Your question specifically, however, seems more aimed at the app authenticating itself (i.e., any request from your app is authentic) with the thought that if only your app can be authenticated, and your app is well-behaved, then everything should be safe. This has a few implications:
This implies that every user of your app is trusted. In security terms, they are part of your "trusted computing base".

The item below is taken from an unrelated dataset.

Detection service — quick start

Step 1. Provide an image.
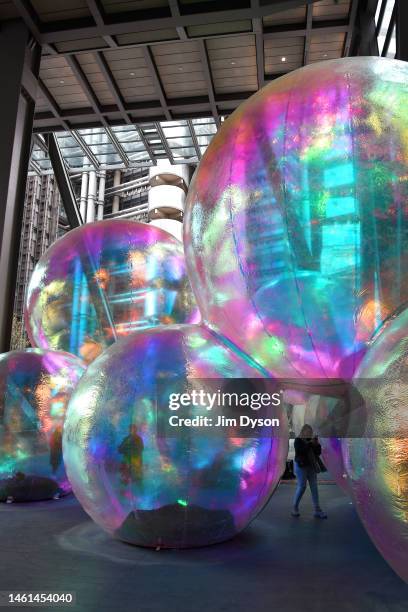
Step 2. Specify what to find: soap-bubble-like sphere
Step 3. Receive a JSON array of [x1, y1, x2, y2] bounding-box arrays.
[[25, 220, 198, 363], [63, 325, 288, 548], [343, 310, 408, 582], [0, 349, 85, 501], [184, 57, 408, 378]]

Attempting to achieve this sort of goal WITHOUT considering the user/user's computing platform as trusted is essentially the goal of DRM; and while it's good enough to save money for music publishers, it's nowhere close to good enough for something really sensitive.
In general:
The problem that you're specifically looking at is VERY hard to solve, if you're looking for very strong security properties.
You likely don't need to solve that problem.
If you give us some more context, we might be able to give you more specific advice.
In addition to the answers already given, how about using a login type scheme with the unique id of the phone and a password? Get the user to register with your "back-end" and every time a transaction has to be made with the back-end, require the password or have an option to automatically log in.
You can use the following way to secure and to track your requests to server.
You can force the mobile or web clients to send you a Custom Headers of the device type when accessing your webservice through REST methods
Use basic http authentication by forcing each client to have their own username and passwords provided by you as a authorized webservice provider..
If you need more advanced protection you can use OAuth 2.0 to secure your webservice.
Since your originating app is going to be Android or Windows Phone apps, either one of them will be relatively easy for the wanna be hacker to debug. in any case you're going to be running the code on a machine that you have no control over so no ssl tricks or checking signing will solve your fundamental problem.
the only way you can combat threat from it is to NOT TRUST THE CLIENT. verify that the input coming from the clients is valid before acting on it if you're making a game - that it's accompanied by a valid security token etc.
in essence build your service so that it doesn't matter if the user is using an unofficial client.